Health Literacy: The Need Exists…
Every day, patients are asked to make difficult medical choices that they are not qualified to make. For these reasons, healthcare professionals often provide patients with health information that is comprehensive, but often seen as confusing and uninviting. According to a study published in the Journal of the American Medical Association[5] (JAMA), only 9 percent of clinical decisions made during patient-physician interactions meet the criteria for informed consent.
The major obstacle to achieving a more informed and active healthcare consumer is the lack of basic health literacy in the United States[2]. – Council of State Governments
Data suggests that most patients fail to maximize the benefits during interactions with the healthcare system because they lack the knowledge to do otherwise. Why? Because uneducated patients have limited options and their ability to achieve their most desired medical outcomes are significantly diminished. For these reasons, less than optimal medical outcomes are the result, and medical litigation is on the rise; limiting access to quality care for all.
Low health literacy is a silent and costly epidemic…

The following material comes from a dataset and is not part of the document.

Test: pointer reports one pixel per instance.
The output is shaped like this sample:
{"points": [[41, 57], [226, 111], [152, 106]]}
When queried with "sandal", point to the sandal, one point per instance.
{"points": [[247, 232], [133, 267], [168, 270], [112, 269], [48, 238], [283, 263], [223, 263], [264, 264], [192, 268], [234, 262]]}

The AMA Foundation estimates that nearly 90 million Americans (46% of the adult population) are unable to read or understand medical education handouts, instruction forms, consent forms, or history questionnaires. These patients may be unable to follow recommended health guidelines, take medications as directed, or monitor basic symptoms.
Limited literacy skills are a stronger predictor of health status than age, income, employment status, education level, or racial or ethnic group. – Partnership for Clear Health Communications
Patients with low literacy skills typically have poorer health, consume more health care resources, have more frequent doctor visits and longer hospital stays. Recent studies show that as little as 10% of the population consumes 80% of the resources[24], which amounts to an estimated $73B in unnecessary medical expenditures every year[6]. In addition, the total cost of obesity exceeded $117 billion[4] in 2000 alone. Expenditures are unknown for Intangible and other important costs such as unnecessary human suffering, pain and frustration, less time with family and friends; and anxiety about the future.
Although these costs are excessive and largely preventable, current trends suggest that these problems will persist as long as patients are asked to assume more responsibility for self-care while their health literacy levels remain low, and available tools continue to miss the mark.
A Viable Alternative…
PHIERS can help the healthcare industry improve the quality, impact and reach of “actionable” health information in a manner acceptable to most health care information consumers, including special needs groups like the elderly, low income and racial/ethnic populations.
PHIERS will make it easy for patients to access, understand, and act on the information provided to them by their caregivers, which will allow providers to focus on the “quality” of care, rather than the “quantity” of information transferred.